Last updated: July 2025

SOC 2 Compliance: Corporate Governance & Human Resources Workflow

Purpose: To establish a robust framework for corporate governance and human resource management that supports the firm’s SOC 2 compliance, ensuring security, availability, processing integrity, confidentiality, and privacy through effective people-related controls.

1️⃣ Establish Governance Framework

☐ Define organizational structure and reporting lines.

☐ Document roles, responsibilities, and authorities.

☐ Establish a board or oversight body that demonstrates independence from management.

☐ Ensure the board exercises oversight of internal control development and performance.

2️⃣ Develop and Maintain Policies & Procedures

Information Security Policy:

☐ Create, review, and approve an Information Security Policy.

☐ Ensure it addresses control activities for mitigating risks to acceptable levels (CC5.1).

☐ Include general control activities over technology (CC5.2).

☐ Detail how policies establish expectations and procedures put them into action (CC5.3).

☐ Periodically review and update the Information Security Policy.

Code of Conduct:

☐ Develop and implement a Code of Conduct demonstrating commitment to integrity and ethical values (CC1.1).

☐ Ensure new employees acknowledge and sign the Code of Conduct.

☐ Periodically review and approve the Code of Conduct.

Human Resources Policy:

☐ Establish an HR Policy outlining structures, reporting lines, authorities, and responsibilities (CC1.3).

☐ Address the commitment to attract, develop, and retain competent individuals (CC1.4).

☐ Detail how individuals are held accountable for internal control responsibilities (CC1.5).

☐ Document job descriptions for all employees.

☐ Outline processes for employee performance evaluations.

☐ Define procedures for background checks for new hires.

☐ Establish a process for handling identified or reported employee violations and investigative reports.

☐ Ensure new employees sign confidentiality agreements.

Communications Policy:

☐ Develop a Communications Policy for external parties regarding internal control matters (CC2.3).

☐ Ensure signed service agreements are in place with customers and third-party service providers.

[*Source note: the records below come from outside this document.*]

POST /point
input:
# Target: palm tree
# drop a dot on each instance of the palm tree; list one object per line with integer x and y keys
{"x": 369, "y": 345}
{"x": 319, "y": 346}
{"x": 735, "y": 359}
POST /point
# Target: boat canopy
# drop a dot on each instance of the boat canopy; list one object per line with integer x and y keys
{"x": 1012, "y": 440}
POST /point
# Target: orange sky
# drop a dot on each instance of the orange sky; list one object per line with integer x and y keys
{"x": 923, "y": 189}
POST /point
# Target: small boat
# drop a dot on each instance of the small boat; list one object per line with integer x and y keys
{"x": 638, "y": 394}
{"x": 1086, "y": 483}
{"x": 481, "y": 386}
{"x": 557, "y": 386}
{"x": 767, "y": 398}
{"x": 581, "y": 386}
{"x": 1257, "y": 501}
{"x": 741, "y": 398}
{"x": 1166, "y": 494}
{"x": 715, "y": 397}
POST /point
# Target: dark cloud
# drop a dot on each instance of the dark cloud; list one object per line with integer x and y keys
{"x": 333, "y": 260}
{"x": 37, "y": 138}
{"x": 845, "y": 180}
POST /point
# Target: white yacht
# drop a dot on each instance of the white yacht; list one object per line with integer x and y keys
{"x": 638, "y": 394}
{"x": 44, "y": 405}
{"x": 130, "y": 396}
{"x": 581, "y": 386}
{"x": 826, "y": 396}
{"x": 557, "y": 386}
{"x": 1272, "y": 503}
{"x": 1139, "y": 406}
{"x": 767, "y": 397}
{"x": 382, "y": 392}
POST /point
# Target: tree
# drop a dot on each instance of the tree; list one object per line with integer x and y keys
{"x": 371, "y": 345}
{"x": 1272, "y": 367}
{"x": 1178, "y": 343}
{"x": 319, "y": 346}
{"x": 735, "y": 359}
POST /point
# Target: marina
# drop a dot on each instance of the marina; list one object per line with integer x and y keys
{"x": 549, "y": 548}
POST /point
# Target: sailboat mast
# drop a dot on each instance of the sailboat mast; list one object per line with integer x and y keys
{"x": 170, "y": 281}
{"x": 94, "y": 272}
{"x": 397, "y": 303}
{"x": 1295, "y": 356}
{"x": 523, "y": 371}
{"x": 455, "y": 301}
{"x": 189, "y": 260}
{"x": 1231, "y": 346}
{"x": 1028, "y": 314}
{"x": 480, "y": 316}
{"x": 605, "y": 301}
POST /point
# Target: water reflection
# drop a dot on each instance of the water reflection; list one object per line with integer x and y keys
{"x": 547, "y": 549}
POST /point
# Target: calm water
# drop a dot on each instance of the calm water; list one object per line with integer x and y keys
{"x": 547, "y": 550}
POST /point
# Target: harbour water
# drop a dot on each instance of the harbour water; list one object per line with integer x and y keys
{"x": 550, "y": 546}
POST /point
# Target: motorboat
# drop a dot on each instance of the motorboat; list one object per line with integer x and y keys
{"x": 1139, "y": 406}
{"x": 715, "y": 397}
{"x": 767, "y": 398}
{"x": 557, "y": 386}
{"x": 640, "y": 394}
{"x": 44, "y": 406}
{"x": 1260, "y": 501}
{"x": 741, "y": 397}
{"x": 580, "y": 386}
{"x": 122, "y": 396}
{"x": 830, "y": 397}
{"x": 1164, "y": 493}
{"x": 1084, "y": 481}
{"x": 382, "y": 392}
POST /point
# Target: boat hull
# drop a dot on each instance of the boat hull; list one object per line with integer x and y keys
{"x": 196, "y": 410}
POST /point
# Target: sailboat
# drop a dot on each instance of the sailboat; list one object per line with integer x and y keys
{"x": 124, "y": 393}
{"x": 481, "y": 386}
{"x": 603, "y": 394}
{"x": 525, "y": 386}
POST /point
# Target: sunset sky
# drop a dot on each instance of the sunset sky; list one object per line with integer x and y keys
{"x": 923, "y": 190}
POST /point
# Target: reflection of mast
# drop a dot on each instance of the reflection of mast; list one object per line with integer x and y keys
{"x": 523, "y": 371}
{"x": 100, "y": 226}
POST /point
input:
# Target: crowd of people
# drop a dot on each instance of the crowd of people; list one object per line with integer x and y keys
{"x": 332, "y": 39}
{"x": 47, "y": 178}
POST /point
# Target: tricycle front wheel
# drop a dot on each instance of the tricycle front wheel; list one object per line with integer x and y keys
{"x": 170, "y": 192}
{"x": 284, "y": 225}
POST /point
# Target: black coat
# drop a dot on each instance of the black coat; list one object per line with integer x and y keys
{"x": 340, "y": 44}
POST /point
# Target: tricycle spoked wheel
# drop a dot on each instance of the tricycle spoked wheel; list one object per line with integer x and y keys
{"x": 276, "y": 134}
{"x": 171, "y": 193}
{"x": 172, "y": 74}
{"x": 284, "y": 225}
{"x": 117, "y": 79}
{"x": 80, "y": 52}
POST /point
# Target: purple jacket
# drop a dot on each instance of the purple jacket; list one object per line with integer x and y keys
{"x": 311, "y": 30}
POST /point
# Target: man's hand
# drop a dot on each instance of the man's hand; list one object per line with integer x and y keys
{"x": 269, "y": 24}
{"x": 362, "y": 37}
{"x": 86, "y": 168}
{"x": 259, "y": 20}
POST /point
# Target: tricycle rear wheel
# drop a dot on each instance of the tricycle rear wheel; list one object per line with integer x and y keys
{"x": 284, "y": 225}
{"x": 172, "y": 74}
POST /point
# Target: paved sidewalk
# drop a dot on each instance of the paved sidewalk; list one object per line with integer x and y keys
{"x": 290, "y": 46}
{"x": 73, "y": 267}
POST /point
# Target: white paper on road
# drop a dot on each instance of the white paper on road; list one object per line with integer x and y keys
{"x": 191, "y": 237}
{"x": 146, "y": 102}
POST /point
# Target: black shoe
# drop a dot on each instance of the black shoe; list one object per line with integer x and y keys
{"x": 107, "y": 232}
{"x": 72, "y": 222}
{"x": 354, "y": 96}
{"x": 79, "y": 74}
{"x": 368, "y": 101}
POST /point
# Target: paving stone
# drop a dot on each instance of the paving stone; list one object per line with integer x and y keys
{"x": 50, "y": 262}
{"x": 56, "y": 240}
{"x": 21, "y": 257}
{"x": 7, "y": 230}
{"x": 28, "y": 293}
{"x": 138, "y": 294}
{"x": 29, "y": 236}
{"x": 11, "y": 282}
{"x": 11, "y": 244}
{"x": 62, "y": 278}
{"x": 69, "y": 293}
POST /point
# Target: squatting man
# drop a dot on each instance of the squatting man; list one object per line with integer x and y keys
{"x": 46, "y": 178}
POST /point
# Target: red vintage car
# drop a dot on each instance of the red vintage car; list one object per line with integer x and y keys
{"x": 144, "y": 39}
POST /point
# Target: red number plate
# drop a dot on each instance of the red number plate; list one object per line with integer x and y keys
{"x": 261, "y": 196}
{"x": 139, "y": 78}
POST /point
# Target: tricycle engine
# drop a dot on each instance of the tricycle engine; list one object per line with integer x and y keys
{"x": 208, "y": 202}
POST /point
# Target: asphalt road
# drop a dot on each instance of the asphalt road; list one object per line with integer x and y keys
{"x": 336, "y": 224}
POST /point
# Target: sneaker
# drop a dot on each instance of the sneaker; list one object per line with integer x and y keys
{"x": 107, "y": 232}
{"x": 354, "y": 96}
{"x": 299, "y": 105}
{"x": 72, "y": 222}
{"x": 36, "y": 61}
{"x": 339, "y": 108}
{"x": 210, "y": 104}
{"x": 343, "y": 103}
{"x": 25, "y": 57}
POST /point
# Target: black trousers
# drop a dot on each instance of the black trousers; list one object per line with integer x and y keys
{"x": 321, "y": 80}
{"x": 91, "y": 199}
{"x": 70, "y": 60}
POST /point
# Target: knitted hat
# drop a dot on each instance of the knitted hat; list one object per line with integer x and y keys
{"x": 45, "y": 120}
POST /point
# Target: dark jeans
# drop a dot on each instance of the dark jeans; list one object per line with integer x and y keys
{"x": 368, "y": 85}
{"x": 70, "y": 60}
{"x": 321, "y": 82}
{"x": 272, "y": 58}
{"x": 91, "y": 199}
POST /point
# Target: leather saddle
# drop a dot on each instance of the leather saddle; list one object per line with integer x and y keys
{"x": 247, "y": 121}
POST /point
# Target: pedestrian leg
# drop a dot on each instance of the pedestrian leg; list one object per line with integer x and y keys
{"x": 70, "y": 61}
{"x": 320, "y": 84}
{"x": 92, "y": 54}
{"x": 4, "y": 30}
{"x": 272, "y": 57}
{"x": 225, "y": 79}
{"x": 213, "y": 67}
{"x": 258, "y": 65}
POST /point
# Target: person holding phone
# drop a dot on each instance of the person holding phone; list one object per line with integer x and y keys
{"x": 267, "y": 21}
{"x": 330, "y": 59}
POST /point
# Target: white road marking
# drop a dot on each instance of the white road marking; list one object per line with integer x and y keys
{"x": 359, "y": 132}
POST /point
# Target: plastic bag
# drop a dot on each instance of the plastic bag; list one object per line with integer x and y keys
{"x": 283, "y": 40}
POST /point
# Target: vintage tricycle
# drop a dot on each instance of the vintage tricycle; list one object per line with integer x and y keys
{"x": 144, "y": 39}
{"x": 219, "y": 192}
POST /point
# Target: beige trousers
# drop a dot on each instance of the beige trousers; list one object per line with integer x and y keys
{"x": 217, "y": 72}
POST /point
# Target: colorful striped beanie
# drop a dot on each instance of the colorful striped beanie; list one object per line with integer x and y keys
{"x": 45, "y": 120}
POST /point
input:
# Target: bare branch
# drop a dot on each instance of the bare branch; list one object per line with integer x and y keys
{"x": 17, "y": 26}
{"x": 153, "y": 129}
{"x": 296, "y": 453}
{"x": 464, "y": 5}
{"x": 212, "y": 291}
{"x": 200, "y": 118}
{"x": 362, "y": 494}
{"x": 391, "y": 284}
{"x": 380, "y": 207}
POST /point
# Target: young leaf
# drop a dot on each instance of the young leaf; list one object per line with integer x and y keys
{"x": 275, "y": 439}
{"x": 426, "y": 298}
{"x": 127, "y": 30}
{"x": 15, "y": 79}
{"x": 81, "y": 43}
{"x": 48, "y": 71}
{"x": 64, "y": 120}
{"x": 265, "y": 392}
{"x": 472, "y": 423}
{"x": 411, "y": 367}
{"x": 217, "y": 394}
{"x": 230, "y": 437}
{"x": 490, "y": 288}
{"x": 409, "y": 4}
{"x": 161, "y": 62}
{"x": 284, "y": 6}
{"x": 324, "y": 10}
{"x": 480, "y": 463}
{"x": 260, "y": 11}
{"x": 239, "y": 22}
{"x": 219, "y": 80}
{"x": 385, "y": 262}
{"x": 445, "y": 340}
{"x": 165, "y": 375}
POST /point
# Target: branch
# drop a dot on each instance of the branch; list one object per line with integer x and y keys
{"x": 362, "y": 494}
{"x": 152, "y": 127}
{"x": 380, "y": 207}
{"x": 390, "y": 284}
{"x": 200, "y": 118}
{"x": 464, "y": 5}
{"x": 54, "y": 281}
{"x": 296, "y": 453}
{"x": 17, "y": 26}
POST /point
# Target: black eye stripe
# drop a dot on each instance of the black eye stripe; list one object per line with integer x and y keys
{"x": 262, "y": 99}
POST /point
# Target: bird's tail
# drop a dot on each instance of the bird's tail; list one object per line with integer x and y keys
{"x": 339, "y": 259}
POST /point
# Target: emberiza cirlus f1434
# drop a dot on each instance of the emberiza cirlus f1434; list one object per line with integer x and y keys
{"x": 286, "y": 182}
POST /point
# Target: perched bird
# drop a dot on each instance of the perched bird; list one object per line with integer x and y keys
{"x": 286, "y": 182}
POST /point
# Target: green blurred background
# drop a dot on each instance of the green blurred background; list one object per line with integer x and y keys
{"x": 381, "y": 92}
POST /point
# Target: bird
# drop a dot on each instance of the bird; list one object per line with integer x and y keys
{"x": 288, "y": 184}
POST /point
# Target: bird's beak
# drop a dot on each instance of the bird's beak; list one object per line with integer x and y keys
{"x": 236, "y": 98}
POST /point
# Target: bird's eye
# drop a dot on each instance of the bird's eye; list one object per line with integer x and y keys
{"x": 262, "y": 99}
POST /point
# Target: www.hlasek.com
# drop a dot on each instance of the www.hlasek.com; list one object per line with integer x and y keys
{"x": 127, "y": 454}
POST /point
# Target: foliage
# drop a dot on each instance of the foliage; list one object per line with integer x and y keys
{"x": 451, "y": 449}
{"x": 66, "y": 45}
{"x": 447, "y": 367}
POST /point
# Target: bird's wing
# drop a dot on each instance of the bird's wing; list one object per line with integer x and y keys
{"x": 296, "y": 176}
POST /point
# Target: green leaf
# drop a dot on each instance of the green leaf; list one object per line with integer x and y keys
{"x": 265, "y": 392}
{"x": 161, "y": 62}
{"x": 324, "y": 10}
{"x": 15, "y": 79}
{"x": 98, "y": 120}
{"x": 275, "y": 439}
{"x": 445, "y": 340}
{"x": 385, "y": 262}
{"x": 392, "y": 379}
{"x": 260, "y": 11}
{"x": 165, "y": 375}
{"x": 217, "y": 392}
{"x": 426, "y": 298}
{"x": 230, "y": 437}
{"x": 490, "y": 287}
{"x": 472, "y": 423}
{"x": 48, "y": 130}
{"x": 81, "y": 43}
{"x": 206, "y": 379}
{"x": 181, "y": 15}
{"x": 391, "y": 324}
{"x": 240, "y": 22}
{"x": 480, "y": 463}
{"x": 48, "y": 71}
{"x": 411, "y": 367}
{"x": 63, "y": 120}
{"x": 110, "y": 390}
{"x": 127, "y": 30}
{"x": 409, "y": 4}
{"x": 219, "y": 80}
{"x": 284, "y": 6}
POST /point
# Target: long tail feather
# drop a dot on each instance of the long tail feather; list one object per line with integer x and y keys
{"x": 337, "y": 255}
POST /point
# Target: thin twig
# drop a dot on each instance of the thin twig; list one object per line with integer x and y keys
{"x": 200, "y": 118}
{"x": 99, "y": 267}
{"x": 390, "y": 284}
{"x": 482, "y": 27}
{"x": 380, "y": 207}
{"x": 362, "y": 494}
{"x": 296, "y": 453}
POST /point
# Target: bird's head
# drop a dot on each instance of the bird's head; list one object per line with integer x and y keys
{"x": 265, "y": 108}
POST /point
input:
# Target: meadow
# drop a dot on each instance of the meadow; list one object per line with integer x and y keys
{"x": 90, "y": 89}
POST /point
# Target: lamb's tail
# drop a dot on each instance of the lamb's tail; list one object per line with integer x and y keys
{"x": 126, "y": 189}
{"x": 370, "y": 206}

3️⃣ Implement Internal Controls

☐ Implement controls as described in the Information Security Policy and maintain records of design and operation.

☐ Maintain an up-to-date organizational chart.

☐ Ensure integration between HR systems and SSO systems (if applicable).

☐ Conduct employee performance evaluations (e.g., quarterly).

☐ Perform background checks for all new hires.

☐ Investigate and report on employee violations.

☐ Obtain signed confidentiality agreements from new employees.

☐ Maintain lists of customers and third-party service providers with signed agreements.

4️⃣ Gather Evidence for SOC 2 Examination

☐ Maintain Information Security Policies reviewed and approved.

☐ Maintain Company Information Security Policies reviewed and approved.

☐ Maintain Internal Audit Reports.

☐ Maintain reviewed and approved Code of Conduct documents.

☐ Keep records of new employees and completeness checks.

☐ Maintain Code of Conduct Acknowledgement Forms for new hires.

☐ Ensure policy storage is documented and accessible.

☐ Maintain Organizational Chart and system integration documentation.

☐ Maintain list of existing employees and completeness checks.

☐ Keep documented job descriptions.

☐ Keep records of Employee Performance Evaluations (Q1, Q2, Q3, Q4).

☐ Keep records of Completed Background Check Results.

☐ Maintain population lists of identified or reported employee violations and investigative reports.

☐ Maintain signed confidentiality agreements.

☐ Maintain populations of customers and third-party service providers with completeness checks.

☐ Keep evidence of signed service agreements with customers and third parties.

☐ Maintain Contractor Service Agreements if applicable.

5️⃣ Conduct SOC 2 Examination

☐ Perform detailed test procedures for each control activity.

☐ Document test procedure details and work paper references.

☐ Determine if each control is Effective or Ineffective.

☐ Document details of any findings and observations.

6️⃣ Ongoing Compliance & Monitoring

☐ Continuously monitor the effectiveness of internal controls.

☐ Address any findings and observations from SOC 2 examinations.

☐ Review and update policies and procedures periodically.

☐ Ensure ongoing adherence to all established policies and procedures.